Sins of the Father, Part Four
written by James Robinson
pencils by Tony Harris
inks by Wade Grawbadger

And so the career of a hero truly begins, with a nighttime duel in the sky:  Kyle with his stolen cosmic belt and Jack with his borrowed cosmic rod.  After several issues and several violent encounters with the Mist's two children and many faceless henchmen, Jack Knight finally begins to realize that once there was a time he wanted to be Starman.  David may have been the eldest, may have always aimed to please their father, may never have appreciated subtlety or finery or rarity, and he may have bullied him relentlessly—and sometimes quite cruelly—for that lack of subtlety, but he was his brother, and when it came to defending him he was equally relentless.  But Jack's memories of himself and his father begin to take a softer and more honest shape.  Jack was once proud of his father's profession and would play dress-up himself in his own homemade Starman costume, but years of being unappreciated for his uniqueness left Jack bitter toward those he once admired.  And, with conditions, he agrees to assume the mantle.

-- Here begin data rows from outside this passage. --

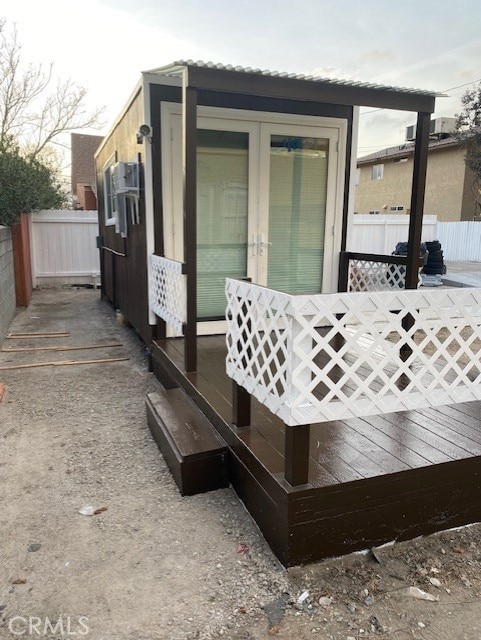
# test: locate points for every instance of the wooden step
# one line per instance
(194, 452)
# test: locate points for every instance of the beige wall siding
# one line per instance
(393, 190)
(445, 185)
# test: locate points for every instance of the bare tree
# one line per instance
(31, 113)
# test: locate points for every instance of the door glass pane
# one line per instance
(222, 172)
(297, 213)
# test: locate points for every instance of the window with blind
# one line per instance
(297, 213)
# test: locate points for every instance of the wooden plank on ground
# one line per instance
(69, 348)
(64, 363)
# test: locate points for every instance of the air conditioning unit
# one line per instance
(440, 126)
(126, 177)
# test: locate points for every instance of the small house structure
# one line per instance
(315, 381)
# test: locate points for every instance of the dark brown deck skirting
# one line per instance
(371, 480)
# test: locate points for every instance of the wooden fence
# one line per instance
(63, 246)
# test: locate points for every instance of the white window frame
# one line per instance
(377, 172)
(110, 210)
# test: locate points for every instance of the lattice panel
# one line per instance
(370, 275)
(167, 289)
(326, 357)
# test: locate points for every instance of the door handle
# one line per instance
(263, 244)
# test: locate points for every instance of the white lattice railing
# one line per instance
(376, 273)
(325, 357)
(167, 291)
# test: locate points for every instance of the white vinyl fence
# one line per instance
(380, 234)
(460, 240)
(63, 247)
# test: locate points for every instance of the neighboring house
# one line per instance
(229, 187)
(83, 183)
(384, 181)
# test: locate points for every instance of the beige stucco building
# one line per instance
(384, 181)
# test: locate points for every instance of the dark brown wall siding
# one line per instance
(125, 278)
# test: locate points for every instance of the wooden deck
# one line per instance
(371, 480)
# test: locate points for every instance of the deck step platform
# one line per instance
(194, 452)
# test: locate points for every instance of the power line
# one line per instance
(443, 91)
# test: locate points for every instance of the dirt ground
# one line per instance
(151, 565)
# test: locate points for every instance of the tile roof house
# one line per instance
(384, 181)
(292, 368)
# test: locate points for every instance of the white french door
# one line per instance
(267, 194)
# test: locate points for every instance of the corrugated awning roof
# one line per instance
(178, 67)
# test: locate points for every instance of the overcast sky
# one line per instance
(105, 44)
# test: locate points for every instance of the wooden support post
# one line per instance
(343, 279)
(297, 454)
(416, 215)
(190, 220)
(241, 406)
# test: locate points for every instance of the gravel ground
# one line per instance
(153, 565)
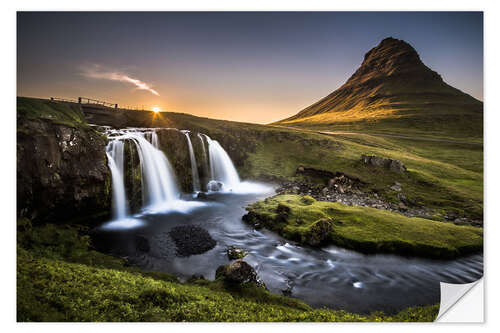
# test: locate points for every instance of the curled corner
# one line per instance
(451, 295)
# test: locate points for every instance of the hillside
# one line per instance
(393, 91)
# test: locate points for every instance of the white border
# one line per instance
(8, 91)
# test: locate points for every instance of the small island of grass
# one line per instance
(368, 230)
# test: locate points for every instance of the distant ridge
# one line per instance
(393, 86)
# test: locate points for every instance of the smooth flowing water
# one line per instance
(114, 152)
(330, 276)
(221, 167)
(194, 166)
(206, 167)
(157, 177)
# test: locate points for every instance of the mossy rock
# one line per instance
(307, 199)
(319, 232)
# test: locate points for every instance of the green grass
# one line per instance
(63, 113)
(365, 229)
(446, 177)
(60, 282)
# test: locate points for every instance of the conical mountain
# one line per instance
(394, 91)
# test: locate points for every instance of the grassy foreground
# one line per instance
(60, 279)
(303, 219)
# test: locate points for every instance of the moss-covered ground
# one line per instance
(58, 112)
(364, 229)
(444, 176)
(59, 278)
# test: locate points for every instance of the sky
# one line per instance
(254, 67)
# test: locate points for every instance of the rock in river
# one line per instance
(191, 239)
(239, 272)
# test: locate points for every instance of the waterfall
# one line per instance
(158, 183)
(114, 152)
(221, 167)
(157, 174)
(194, 166)
(205, 158)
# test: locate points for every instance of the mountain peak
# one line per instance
(390, 58)
(391, 83)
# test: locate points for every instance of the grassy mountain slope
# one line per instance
(394, 92)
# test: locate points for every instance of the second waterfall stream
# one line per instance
(159, 189)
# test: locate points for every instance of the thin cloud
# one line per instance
(96, 72)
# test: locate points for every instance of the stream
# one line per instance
(322, 277)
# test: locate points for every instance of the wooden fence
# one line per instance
(95, 102)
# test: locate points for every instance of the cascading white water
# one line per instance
(114, 152)
(205, 157)
(157, 175)
(158, 183)
(221, 167)
(194, 166)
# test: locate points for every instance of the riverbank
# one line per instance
(308, 221)
(76, 283)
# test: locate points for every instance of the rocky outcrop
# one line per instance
(393, 77)
(319, 232)
(62, 172)
(239, 272)
(234, 252)
(191, 240)
(380, 162)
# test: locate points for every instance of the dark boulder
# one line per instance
(239, 272)
(234, 252)
(380, 162)
(190, 240)
(142, 244)
(201, 195)
(62, 171)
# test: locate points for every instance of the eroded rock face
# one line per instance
(62, 172)
(380, 162)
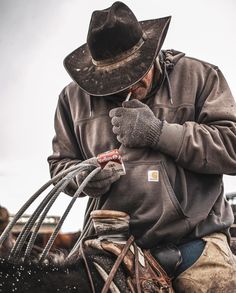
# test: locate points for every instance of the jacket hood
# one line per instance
(168, 59)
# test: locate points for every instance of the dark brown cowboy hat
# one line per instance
(119, 50)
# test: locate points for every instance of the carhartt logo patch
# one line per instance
(153, 175)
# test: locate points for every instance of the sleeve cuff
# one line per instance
(170, 140)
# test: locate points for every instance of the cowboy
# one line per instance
(176, 134)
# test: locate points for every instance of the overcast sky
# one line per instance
(35, 36)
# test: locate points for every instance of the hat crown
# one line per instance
(112, 31)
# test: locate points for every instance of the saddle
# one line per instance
(144, 273)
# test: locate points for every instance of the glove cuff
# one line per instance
(155, 132)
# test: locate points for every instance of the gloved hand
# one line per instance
(101, 182)
(136, 125)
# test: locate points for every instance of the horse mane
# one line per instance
(58, 274)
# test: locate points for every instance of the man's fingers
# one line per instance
(133, 104)
(115, 121)
(116, 130)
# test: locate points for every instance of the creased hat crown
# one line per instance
(113, 31)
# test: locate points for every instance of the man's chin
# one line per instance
(139, 95)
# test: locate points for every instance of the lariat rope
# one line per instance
(37, 217)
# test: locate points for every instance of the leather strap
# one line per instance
(116, 265)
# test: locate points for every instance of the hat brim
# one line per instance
(110, 79)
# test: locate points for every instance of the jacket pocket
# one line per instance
(145, 193)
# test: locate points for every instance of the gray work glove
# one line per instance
(101, 182)
(136, 125)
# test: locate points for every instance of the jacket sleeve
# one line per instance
(208, 144)
(66, 151)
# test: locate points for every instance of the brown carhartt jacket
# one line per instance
(197, 146)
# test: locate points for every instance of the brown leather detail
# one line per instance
(116, 249)
(117, 264)
(108, 214)
(160, 275)
(147, 279)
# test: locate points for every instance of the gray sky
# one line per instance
(35, 36)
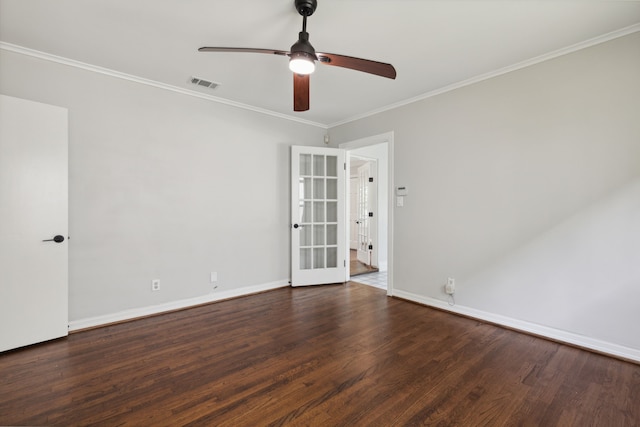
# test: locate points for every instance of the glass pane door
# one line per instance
(317, 212)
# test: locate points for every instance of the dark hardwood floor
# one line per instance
(331, 355)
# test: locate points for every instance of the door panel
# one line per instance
(318, 216)
(33, 208)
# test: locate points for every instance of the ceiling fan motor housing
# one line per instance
(306, 7)
(302, 47)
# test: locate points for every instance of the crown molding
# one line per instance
(124, 76)
(529, 62)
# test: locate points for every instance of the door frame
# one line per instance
(388, 138)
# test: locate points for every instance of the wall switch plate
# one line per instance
(450, 287)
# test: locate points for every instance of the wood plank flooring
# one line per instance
(339, 355)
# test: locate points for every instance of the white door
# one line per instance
(33, 208)
(318, 231)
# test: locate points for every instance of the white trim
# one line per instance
(486, 76)
(135, 313)
(533, 328)
(117, 74)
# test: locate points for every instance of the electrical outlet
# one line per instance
(450, 287)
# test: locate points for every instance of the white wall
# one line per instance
(164, 185)
(525, 189)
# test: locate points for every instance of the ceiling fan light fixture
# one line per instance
(301, 63)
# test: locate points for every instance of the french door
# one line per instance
(318, 232)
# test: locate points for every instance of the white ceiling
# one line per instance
(432, 44)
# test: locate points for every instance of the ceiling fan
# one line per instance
(302, 57)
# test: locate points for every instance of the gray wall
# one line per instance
(166, 186)
(525, 188)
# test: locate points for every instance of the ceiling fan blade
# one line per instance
(300, 92)
(372, 67)
(244, 49)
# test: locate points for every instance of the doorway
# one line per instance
(369, 162)
(363, 225)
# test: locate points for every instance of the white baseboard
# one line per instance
(134, 313)
(532, 328)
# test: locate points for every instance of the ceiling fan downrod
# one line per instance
(306, 7)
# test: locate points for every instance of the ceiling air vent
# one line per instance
(204, 83)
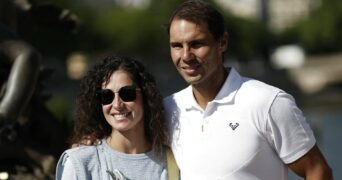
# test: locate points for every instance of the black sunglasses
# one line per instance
(126, 93)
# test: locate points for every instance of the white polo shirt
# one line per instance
(250, 131)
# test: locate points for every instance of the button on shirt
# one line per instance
(251, 130)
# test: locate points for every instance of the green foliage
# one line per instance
(321, 32)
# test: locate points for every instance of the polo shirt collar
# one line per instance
(229, 88)
(225, 95)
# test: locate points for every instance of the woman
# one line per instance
(119, 104)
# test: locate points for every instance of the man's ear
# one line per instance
(224, 42)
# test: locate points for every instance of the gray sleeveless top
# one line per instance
(103, 163)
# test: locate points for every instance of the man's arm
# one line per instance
(312, 166)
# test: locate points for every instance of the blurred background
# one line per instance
(295, 45)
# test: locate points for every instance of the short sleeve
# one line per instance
(65, 169)
(287, 129)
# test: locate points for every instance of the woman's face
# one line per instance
(122, 113)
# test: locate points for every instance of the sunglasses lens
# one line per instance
(107, 96)
(128, 93)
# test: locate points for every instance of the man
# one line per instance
(225, 126)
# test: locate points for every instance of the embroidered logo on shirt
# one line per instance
(233, 126)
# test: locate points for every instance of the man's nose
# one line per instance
(187, 54)
(117, 102)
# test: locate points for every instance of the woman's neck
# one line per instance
(129, 143)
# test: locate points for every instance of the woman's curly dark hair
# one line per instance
(90, 122)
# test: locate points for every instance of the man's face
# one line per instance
(194, 51)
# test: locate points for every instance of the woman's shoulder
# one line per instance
(82, 154)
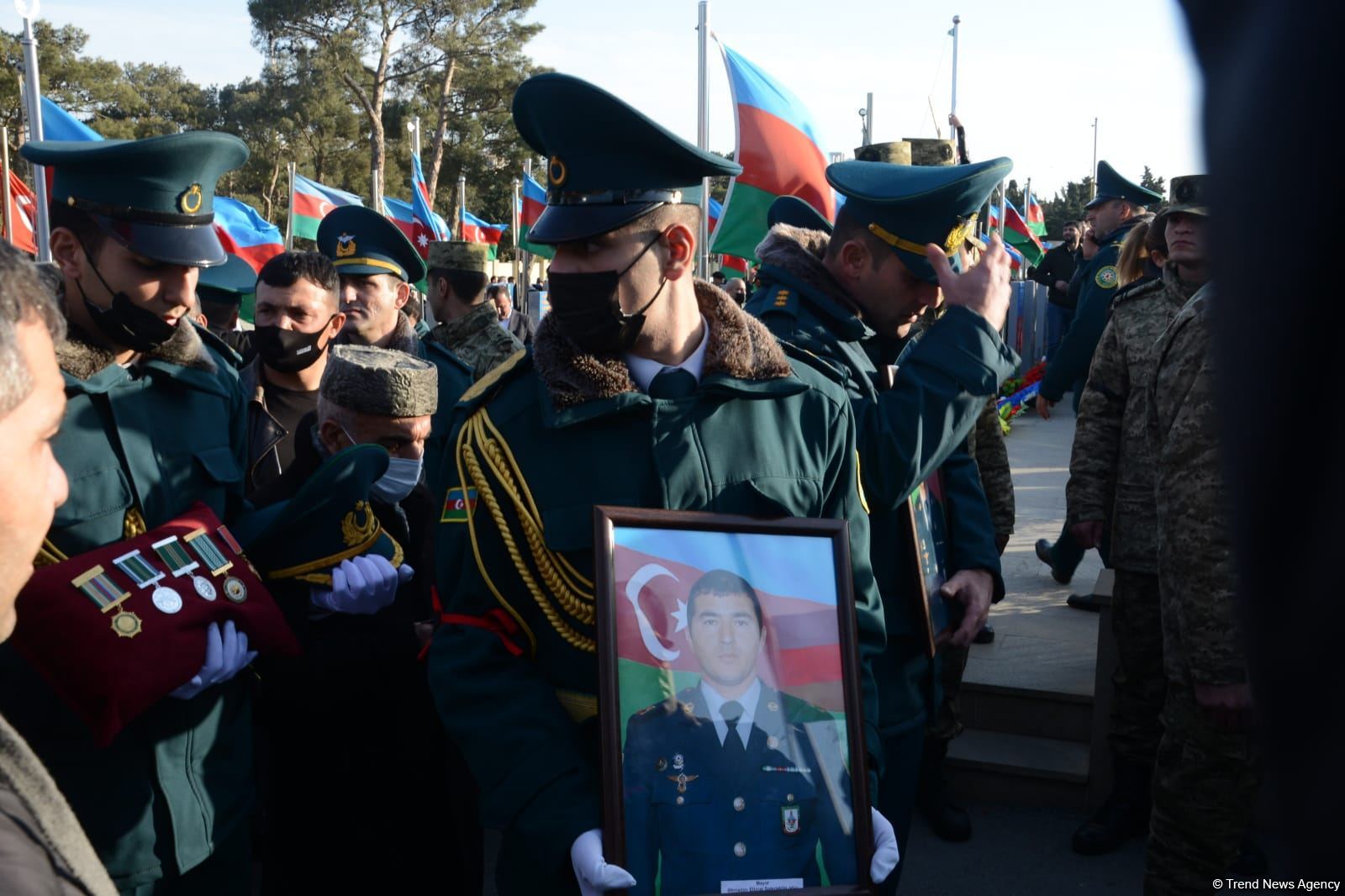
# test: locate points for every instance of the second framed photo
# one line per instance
(733, 752)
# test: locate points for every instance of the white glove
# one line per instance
(885, 855)
(361, 586)
(592, 871)
(226, 654)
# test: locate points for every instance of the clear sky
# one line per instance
(1032, 76)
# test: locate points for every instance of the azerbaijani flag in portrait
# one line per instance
(794, 576)
(780, 152)
(313, 201)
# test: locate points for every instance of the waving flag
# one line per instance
(242, 232)
(654, 572)
(477, 230)
(313, 201)
(58, 124)
(1017, 233)
(780, 155)
(24, 213)
(1036, 217)
(425, 224)
(533, 202)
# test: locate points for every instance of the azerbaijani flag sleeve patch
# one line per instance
(457, 505)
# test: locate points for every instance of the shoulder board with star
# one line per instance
(491, 382)
(825, 367)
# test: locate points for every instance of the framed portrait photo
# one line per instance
(733, 754)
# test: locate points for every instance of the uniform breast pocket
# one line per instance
(771, 497)
(208, 475)
(96, 510)
(685, 808)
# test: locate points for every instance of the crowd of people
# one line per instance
(416, 485)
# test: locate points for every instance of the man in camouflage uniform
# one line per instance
(1111, 483)
(1207, 774)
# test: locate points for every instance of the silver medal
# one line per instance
(166, 599)
(203, 587)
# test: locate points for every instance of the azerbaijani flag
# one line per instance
(533, 202)
(477, 230)
(311, 203)
(1036, 217)
(425, 228)
(58, 124)
(242, 232)
(24, 214)
(780, 154)
(794, 579)
(1017, 233)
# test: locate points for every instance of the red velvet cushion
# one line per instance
(108, 678)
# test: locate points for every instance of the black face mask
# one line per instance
(124, 322)
(589, 313)
(288, 350)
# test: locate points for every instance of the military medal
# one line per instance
(166, 599)
(208, 553)
(235, 589)
(175, 556)
(683, 781)
(139, 569)
(108, 595)
(790, 820)
(205, 587)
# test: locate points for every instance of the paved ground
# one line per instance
(1040, 642)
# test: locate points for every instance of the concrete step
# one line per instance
(1017, 768)
(1020, 710)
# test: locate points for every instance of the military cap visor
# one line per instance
(155, 195)
(360, 241)
(910, 206)
(797, 213)
(1113, 186)
(605, 167)
(329, 519)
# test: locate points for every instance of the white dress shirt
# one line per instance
(715, 703)
(645, 370)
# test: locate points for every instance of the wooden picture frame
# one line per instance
(921, 540)
(789, 809)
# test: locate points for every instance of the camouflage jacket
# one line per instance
(477, 340)
(1201, 629)
(986, 445)
(1111, 472)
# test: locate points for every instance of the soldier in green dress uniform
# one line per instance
(377, 266)
(1116, 208)
(645, 387)
(154, 423)
(852, 298)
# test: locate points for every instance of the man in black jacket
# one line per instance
(1055, 272)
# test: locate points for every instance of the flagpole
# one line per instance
(462, 206)
(1093, 192)
(518, 219)
(34, 98)
(289, 219)
(952, 108)
(703, 128)
(8, 197)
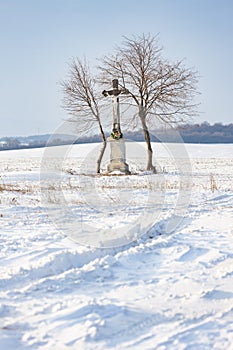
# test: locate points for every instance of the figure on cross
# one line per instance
(114, 93)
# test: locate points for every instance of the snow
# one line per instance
(158, 290)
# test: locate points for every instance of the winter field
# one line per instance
(114, 287)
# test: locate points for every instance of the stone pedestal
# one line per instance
(117, 156)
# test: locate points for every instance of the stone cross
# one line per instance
(115, 92)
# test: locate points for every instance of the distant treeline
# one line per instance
(190, 133)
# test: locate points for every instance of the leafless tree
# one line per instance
(159, 89)
(82, 101)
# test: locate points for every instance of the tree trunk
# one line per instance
(150, 165)
(102, 150)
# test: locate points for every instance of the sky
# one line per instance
(38, 39)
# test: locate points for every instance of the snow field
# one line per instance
(163, 291)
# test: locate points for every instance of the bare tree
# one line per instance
(81, 99)
(159, 89)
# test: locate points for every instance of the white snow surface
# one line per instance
(162, 291)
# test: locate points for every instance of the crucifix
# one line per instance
(117, 143)
(115, 92)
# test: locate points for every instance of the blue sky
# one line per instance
(39, 37)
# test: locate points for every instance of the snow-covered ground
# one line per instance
(164, 290)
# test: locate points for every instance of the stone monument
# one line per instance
(116, 140)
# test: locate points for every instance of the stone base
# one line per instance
(117, 156)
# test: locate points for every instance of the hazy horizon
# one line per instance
(39, 38)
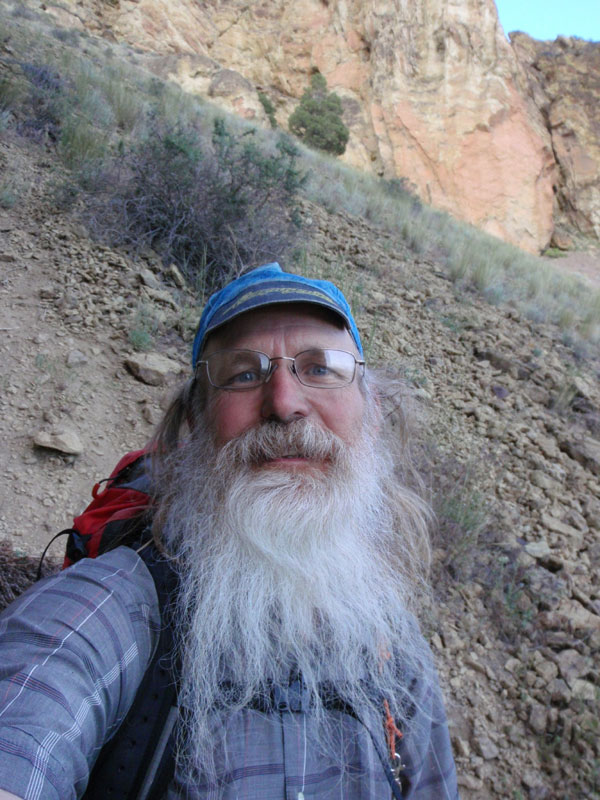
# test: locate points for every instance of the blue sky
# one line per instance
(546, 19)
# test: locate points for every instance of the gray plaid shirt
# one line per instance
(73, 650)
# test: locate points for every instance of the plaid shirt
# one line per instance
(73, 650)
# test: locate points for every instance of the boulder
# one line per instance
(64, 439)
(152, 368)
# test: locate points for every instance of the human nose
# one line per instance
(284, 397)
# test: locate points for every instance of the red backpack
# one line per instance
(115, 511)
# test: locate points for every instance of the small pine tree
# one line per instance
(317, 121)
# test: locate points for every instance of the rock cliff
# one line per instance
(432, 92)
(564, 81)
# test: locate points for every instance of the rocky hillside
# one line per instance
(564, 82)
(432, 92)
(509, 442)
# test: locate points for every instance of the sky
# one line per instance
(547, 19)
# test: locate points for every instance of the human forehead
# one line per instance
(301, 325)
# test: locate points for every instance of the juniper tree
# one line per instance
(317, 120)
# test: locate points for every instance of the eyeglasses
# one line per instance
(239, 370)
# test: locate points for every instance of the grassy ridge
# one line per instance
(94, 102)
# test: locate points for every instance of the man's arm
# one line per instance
(73, 650)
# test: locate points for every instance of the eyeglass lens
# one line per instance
(245, 369)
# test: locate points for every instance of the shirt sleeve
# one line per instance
(73, 650)
(428, 769)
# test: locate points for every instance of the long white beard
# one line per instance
(286, 571)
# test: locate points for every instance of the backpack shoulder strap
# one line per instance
(139, 761)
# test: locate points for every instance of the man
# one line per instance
(299, 558)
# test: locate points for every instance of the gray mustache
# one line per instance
(271, 440)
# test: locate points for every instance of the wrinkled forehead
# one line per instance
(313, 325)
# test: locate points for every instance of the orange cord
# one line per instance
(392, 732)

Nash too, after years being uncomfortable with some of her father's more self-interested and murderous schemes, assumes the family inheritance when Jack kills her brother in their aerial duel.  She once showed mercy, once stammered in conversation with all but her brother, but, in her own words, "that was somebody else" (Starman #3: 18).  The more physically powerful Kyle is defeated, and his doddering and senile father the Mist, once a great criminal mastermind, is overcome with the help of the Shade and the O'Dare cops, but as Jack notes, "it's all self-propagating kid stuff" (19).  One villain falls, another rises to seek vengeance.  One hero falls, another rises to find justice.  But Jack might have just the right perspective to keep his heroic ego in check.

Robinson wraps up his fine opening arc of Starman with two intriguing revelations:  alien Starman Mikaal Tomas, imprisoned and kept drunk and drugged in a circus freak show, and previous Starman Will Payton, previously presumed dead but also held captive in an alien test lab.  Robinson, like Jack, even in completely re-imagining his world, has a great fondness for old things, for things with a history.  And by all accounts, he intends to honor that.